In 1583, Stigliola was occupied with creating a new survey of the city of Naples to better represent the kingdom and protect against unnecessary danger due to outdated representations. Stigliola was later partnered with Mario Cartaro (who would be tasked with engraving) in 1591, and the survey was completed in 1595. The survey was noteworthy due to extensive use of symbols, some novel at the time, as well as a plethora of accurate measurements and specific data useful for gathering information on Naples. It also included dedicated tools for taxation and the institutional management of different areas - outlining a given province and then labeling the "hearth money" they owed.

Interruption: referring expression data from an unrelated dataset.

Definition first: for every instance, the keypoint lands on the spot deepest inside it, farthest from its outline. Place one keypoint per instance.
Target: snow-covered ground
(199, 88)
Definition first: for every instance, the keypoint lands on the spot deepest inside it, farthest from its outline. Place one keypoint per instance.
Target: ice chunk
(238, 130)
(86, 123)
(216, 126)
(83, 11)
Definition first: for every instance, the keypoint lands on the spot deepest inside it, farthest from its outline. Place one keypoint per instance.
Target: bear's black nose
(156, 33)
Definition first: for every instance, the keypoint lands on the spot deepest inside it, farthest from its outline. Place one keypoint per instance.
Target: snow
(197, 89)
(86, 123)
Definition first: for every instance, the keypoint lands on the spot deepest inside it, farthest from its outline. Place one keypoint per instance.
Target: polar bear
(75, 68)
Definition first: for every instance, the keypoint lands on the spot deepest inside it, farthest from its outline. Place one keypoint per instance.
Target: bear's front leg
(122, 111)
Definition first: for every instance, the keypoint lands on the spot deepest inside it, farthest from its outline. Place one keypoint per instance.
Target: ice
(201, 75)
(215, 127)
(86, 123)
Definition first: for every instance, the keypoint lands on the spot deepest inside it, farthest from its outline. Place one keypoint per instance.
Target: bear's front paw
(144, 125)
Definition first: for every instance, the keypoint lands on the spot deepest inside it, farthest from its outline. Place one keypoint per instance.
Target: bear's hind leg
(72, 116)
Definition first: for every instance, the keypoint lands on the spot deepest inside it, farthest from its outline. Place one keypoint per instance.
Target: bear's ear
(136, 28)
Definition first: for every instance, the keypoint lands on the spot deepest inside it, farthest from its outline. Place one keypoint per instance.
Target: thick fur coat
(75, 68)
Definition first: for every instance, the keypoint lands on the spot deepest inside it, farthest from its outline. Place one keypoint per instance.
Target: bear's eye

== Legal Encounters with the Inquisition ==
Stigliola was made into an official with the charge of "engineer of the city of Naples and of the fortifications tribunal" in 1593. Two years later in 1595 he would be directly charged with the crimes of irreligious behavior and fear/disrespect of government officials/mandates by a Jesuit, Clauido Migliaresi. This would lead to Stiglola's removal from office and trial conducted by the Inquisition. During the trial friends, students, and aqquantances of Stigliola would testify incriminating information. A student named Matteo di Capua revealed Stigliola's heliocentric beliefs. An individual named Scipio Spinello testified that Stigliola thought the institution wanted to keep the people simple minded, and that forbidden readings broadened perspectives. A friend of Stigliola also revealed his belief that Moses was a magician. Stigliola was arrested and imprisoned alongside Bruno and Campanella, and when charges were dropped in 1597, he would increase his adherence to the philosophies that originally endangered him. It is plausible that Stigliola may have shared a cell with Bruno or Campanella, which would help explain his increased fanaticism.

== Late Life and Death ==
Stigliola, after walking free from prison, would become a member of the Academy of the Lynx in 1612 after being nominated by Giovanbattista Della Porta. When Stigliola died in 1623, he was a highly celebrated member. He was recognized and appreciated by esteemed members of the institution, like Galileo Galilei, and his beliefs no longer put him at risk of persecution. He would be fully recognized for his Copernican philosophies and talents, and engaged in a fruitful relationship with other philosophers and scientists like Galileo for more than a decade.

=== Andrea Fodio Gambara ===
After Stigliola's death, Lynceans tasked the people familiar with him to collect his writings and works of significance, and one of the most significant was Andrea Fodio Gambara. Fodio was a man of many talents like Stigliola, and practiced medicine, astronomy, and philosophy; he was recognized and recommended as a potential Lynceans, but it is unclear if he was ever admitted.

==== The Encyclopedia pythagorea and Fodio's Continuation ====
In 1616 Stigliola started what he intended to be a gargantuan project, Encyclopedia Pythagorea, partly wherein the code observable in the infinite stars could be transcribed. It was one of the ways that Stigliola derived influence from Giordano Bruno, continuing the concept of using discovery and observation to decode the natural world and create a new perspective of nature. It was never finished, and Fodio would resume the responsibility of its completion. He claimed a work he wrote concerning gout, Il Camaleonte antipodagrico, discorso enciclopedico as a continuation of his previous mentor's work. He would express however, that he thought it was ultimately hopeless, as the proposed infinite nature of the problem meant it was impossible to ever complete.